Auditor-General given power to combat corruption

Deputy President Cyril Ramaphosa speaking about the SoNA at the New Age Business Briefing breakfast at Grandwest in Cape Town. 18/06/2014 Kopano Tlape GCIS

Officials of government and State-Owned Enterprises will now be held personally liable for public funds lost due to negligence.

They can also be referred to law enforcement agencies for criminal charges to be laid against them.

These are the powers that are given to the Auditor- General.

The Presidency can confirm that President Cyril Ramaphosa has signed the Public Audit Amendment Bill into Law.

The Bill was first passed in the National Assembly in May and subsequently in the NCOP in June. It has been with the President for about five months.

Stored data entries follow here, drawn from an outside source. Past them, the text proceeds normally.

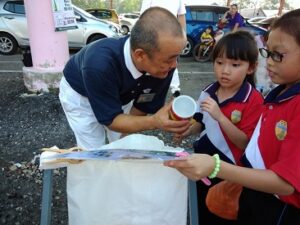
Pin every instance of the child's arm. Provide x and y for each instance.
(235, 135)
(198, 166)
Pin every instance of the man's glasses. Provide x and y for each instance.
(276, 56)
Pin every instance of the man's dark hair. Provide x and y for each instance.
(155, 21)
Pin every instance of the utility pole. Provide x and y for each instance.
(281, 5)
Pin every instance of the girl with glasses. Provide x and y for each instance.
(271, 193)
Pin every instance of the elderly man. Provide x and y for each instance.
(177, 8)
(103, 80)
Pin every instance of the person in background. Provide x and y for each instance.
(272, 180)
(177, 8)
(229, 109)
(233, 18)
(206, 39)
(102, 80)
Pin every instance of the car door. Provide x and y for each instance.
(76, 36)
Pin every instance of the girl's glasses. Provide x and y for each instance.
(276, 56)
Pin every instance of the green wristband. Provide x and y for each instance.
(217, 166)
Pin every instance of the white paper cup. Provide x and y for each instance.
(183, 108)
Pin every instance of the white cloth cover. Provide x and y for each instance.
(132, 192)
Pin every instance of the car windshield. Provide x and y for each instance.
(83, 12)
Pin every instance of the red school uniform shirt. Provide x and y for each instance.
(243, 110)
(276, 144)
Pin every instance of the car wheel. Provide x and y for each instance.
(188, 50)
(95, 38)
(8, 44)
(125, 29)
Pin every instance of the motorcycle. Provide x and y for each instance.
(206, 49)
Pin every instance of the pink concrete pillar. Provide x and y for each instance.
(49, 49)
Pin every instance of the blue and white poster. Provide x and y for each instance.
(63, 14)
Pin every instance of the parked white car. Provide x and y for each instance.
(14, 34)
(127, 21)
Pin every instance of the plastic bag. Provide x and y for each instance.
(223, 199)
(132, 192)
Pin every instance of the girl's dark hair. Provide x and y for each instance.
(239, 45)
(289, 23)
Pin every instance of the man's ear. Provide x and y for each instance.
(139, 55)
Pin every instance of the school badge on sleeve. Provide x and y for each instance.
(236, 116)
(281, 130)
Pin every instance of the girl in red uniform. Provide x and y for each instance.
(271, 193)
(229, 109)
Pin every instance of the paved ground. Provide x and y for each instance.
(28, 124)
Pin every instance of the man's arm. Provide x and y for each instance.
(138, 121)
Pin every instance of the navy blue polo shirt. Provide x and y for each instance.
(103, 72)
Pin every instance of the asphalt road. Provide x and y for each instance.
(193, 75)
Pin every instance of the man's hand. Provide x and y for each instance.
(162, 121)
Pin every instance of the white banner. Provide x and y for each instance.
(63, 14)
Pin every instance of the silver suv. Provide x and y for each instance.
(14, 34)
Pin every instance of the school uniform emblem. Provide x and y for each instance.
(236, 116)
(281, 130)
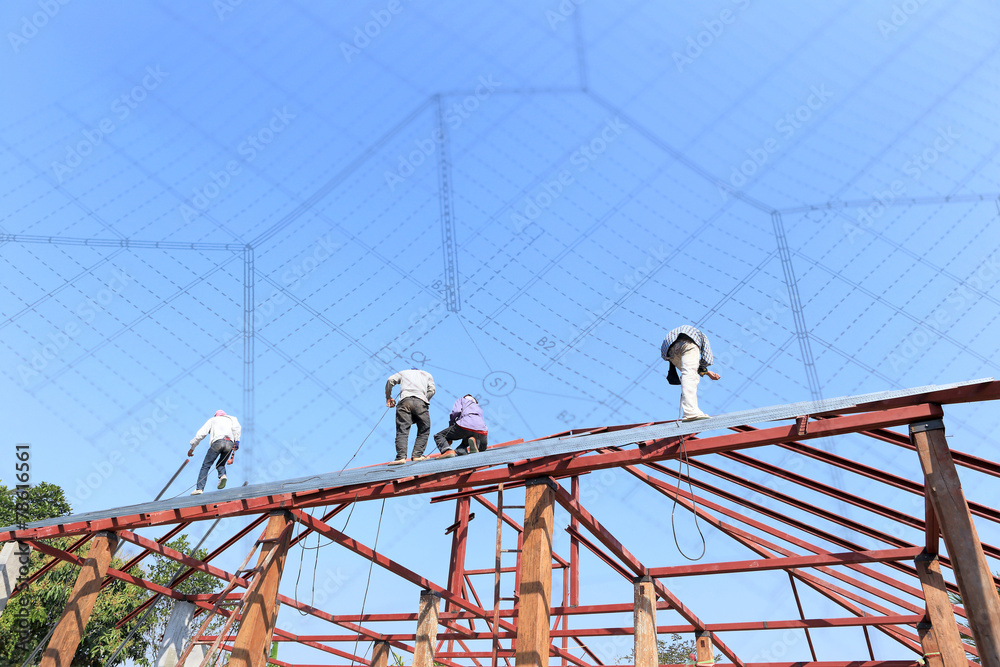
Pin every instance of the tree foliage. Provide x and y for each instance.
(42, 603)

In the past, if the Auditor-General discovered corruption or irregularities due to negligence of officials while auditing the books of departments, municipalities and state owned entities, he would refer the matter to the executives to act but in many instances, action would not be taken.

Now that the bill has been signed into law, the Audit Amendment Act will among other thing give the Auditor-General the power to refer wrongdoing to the law enforcement agencies for criminal charges to be pursued against implicated officials.

He can also recover money from officials who were negligent with public funds, by issuing them with a certificate of debt to recover that money.